Caryn doesn't know if she is coming or going at times. The school administration is kind of negative about Gary being Cayrn. Now Sari wants to start early was going to tell Caryn but the other girls beat her to it. Poor Caryn was/is hurt. Dari is right they both need more time together & Caryn needs time to find her self, but I DO SEE Sari & Caryn together.
Love Samantha Renée Heart.
Unexpected Disconnect...
Sometimes when one waits to tell something important the opportunity gets away. Would have Caryn come or would it have hurt as much another time? Sweet sixteen, dramatically wasn't so sweet. It was as though Caryn was in a dream that suddenly crashed. This is a powerful reality check.
The tears with such hurts are real. The friendship will ache and the future's uncertain.

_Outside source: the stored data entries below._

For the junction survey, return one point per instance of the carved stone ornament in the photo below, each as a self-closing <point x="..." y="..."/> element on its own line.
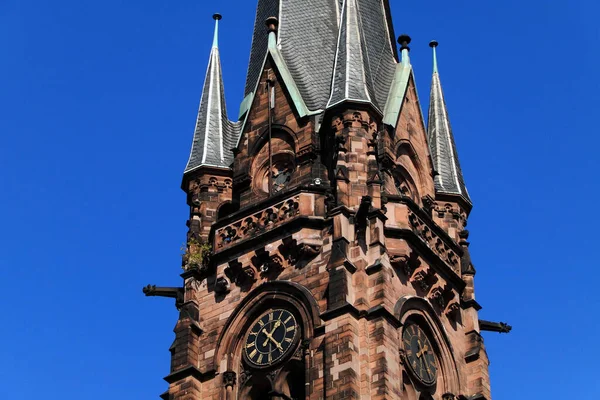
<point x="258" y="223"/>
<point x="222" y="285"/>
<point x="452" y="308"/>
<point x="229" y="379"/>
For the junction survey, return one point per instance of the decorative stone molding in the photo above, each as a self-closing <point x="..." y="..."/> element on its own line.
<point x="455" y="212"/>
<point x="433" y="241"/>
<point x="258" y="223"/>
<point x="296" y="253"/>
<point x="222" y="285"/>
<point x="229" y="379"/>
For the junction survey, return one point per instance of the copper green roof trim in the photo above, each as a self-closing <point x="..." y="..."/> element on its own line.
<point x="391" y="113"/>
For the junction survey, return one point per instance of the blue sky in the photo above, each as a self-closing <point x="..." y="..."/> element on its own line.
<point x="97" y="108"/>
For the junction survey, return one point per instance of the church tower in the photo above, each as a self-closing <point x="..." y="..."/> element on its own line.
<point x="327" y="255"/>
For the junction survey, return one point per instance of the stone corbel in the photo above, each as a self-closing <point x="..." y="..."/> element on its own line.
<point x="452" y="308"/>
<point x="436" y="294"/>
<point x="423" y="276"/>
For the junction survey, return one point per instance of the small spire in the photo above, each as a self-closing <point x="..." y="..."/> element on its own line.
<point x="449" y="179"/>
<point x="433" y="44"/>
<point x="272" y="24"/>
<point x="217" y="17"/>
<point x="214" y="134"/>
<point x="404" y="40"/>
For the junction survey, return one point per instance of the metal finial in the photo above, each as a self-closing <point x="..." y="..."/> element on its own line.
<point x="272" y="24"/>
<point x="217" y="17"/>
<point x="404" y="40"/>
<point x="434" y="44"/>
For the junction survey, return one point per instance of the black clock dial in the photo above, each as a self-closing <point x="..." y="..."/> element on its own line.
<point x="271" y="338"/>
<point x="420" y="357"/>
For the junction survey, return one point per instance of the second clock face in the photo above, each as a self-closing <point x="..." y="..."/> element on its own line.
<point x="419" y="354"/>
<point x="271" y="338"/>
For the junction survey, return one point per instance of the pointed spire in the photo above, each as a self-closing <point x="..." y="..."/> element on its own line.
<point x="449" y="179"/>
<point x="215" y="135"/>
<point x="217" y="17"/>
<point x="351" y="79"/>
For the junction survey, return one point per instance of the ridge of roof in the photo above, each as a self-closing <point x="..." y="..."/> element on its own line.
<point x="352" y="79"/>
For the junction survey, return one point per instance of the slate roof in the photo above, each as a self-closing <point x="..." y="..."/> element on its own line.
<point x="215" y="135"/>
<point x="352" y="78"/>
<point x="441" y="141"/>
<point x="309" y="39"/>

Thanks for writing, with hugs, Jessie
Jessica E. Connors
Jessica Connors
Long term relationship
Is the advantage of Sarai starting in the second semester for her or the CC team? Will there be enough freshman classes for he to take her general classes, along with her field?
If she starts second semester, she'll miss the rest of the year in high school, and whatever activities until graduation. And might others be a problem if she goes back for graduation? Or welcome her back?
Long term relationships can work if both parties are totally committed, as it seems with Sarai and Caryn. But as Caryn observed, Sarai is different away from high school, and will she be able to resist advances from other boys?
And should she give in to another offer? It would tear Caryn apart? Her CC would be over due to a broken heart.
Others have feelings too.
Blockers?
It would be good to get off my testosterone blocker
I'm confused - I thought Gary had naturally low testosterone and undescended testes, and in an earlier chapter (after the mall attack) it was noted his testosterone level had declined further (possibly temporarily), so it's unknown if he has any viable sperm.
Hormone treatment of any kind would affect his cross country - Testosterone could disqualify him, while estrogen could reduce his performance.
Meanwhile, mental torment over his potential future relationship with Sarai, since it now seems she may be away for 18 months rather than a year, but recognises it's a good university for her and she'd likely do better starting earlier.
As the right side of the brain controls the left side of the body, then only left-handers are in their right mind!